28 It is significant that the phrases, "caused by" and "or arising out of", are both used. In this context, "arising out of" has a wider connotation than "caused by" and has an "extensive import": NSW Government Insurance Office v R J Green & Lloyd Pty Ltd (1966) 114 CLR 437 at 442-443 (per Barwick CJ); see also Menzies J at 445, Fawcett v BHP By-Products Pty Ltd (1960) 104 CLR 80, Allianz Australia Insurance Ltd v GSF Australia Pty Ltd (2005) 215 ALR 385 per McHugh J at 397.
29 Meagher JA in NSW Insurance Ministerial Corporation v Handford (1994) 35 NSWLR 187 said (at 188) that the expression "caused by or arose out of the use of a motor vehicle" in the Motor Vehicles (Third Party Insurance) Act 1942 is to be interpreted "according to broad and practical conceptions". I see no reason why the similar phrase in s 121 should not be similarly construed.
30 In my view, the phrase "caused by or arising out of" in the expression "an accident caused by or arising out of the use of any form of public transport" connotes more than an accident that occurs while members of the public are actually being conveyed by a form of public transport. In my view, it encompasses things that are incidental to the conveyance of the public by such means.
31 In my opinion, whether an accident was caused by or arose out of the use of any form of public transport depends upon whether the accident was a consequence, not remote, of such use: cf the remarks of Windeyer J in NSW Government Insurance Office v R J Green & Lloyd Pty Ltd at 447.
32 A helpful illustration of the reach of the phrase can be seen from Lamont v Motor Accidents Board (1983) 1 VR 88. In this case the plaintiff was injured when his bicycle collided with a parked vehicle. Tadgell J (at 96) held that the plaintiff's injuries were caused by or arose out of the use of the parked motor vehicle because "the injuries would not have been sustained as they were had it not been for the fact that the car had been brought in the course of its ordinary use to the place where it was at the time of the accident." These remarks were quoted with approval by Handley JA (with whom Sheller JA agreed) in NSW Insurance Ministerial Corporation v Handford at 191; see also Clement v Clement (1984) 1 MVR 435 per Foster J.

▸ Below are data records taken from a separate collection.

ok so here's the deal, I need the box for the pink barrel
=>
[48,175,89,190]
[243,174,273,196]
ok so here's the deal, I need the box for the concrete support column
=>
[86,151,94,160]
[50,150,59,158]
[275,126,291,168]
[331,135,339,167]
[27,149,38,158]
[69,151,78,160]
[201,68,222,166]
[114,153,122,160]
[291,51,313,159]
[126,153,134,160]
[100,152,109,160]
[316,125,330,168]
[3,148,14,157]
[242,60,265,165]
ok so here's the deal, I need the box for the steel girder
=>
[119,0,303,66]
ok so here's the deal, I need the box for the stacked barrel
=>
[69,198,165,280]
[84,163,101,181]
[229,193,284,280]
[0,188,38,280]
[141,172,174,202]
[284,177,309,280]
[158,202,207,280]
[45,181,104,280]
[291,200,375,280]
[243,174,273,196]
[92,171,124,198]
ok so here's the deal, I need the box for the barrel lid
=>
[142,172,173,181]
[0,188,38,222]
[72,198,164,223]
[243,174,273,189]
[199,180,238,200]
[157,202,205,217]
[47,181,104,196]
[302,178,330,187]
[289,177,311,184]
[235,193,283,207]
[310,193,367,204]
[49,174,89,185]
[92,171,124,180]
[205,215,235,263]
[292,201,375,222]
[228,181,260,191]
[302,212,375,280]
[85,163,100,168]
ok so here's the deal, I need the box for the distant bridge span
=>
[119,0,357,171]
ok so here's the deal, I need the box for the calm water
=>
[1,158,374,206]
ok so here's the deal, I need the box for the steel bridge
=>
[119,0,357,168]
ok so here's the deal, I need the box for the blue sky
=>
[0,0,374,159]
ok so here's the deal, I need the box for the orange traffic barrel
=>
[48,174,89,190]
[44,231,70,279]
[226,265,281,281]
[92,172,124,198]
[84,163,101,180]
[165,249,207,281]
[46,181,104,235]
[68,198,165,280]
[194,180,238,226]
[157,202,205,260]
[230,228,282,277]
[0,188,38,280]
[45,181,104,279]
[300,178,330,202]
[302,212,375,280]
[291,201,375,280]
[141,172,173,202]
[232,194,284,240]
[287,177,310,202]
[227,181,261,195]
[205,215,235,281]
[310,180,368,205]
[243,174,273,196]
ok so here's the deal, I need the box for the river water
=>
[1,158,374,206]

33 In my opinion, the driving of the passenger train from the point where passengers' journey ended to the rail yards so that it could be cleaned was incidental to its use as a form of public transport. On that basis, Ms Ferguson's accident was caused by or arose out of the use of the train as public transport. Moreover, in my opinion, Ms Ferguson's accident was caused by or arose out of the use of the train as public transport as the accident was not a remote consequence of its use involving the conveyance of the public.
34 Accordingly, I would not uphold Mr Watson's alternative submission.
35 I would uphold the application for leave to appeal but dismiss the appeal with costs.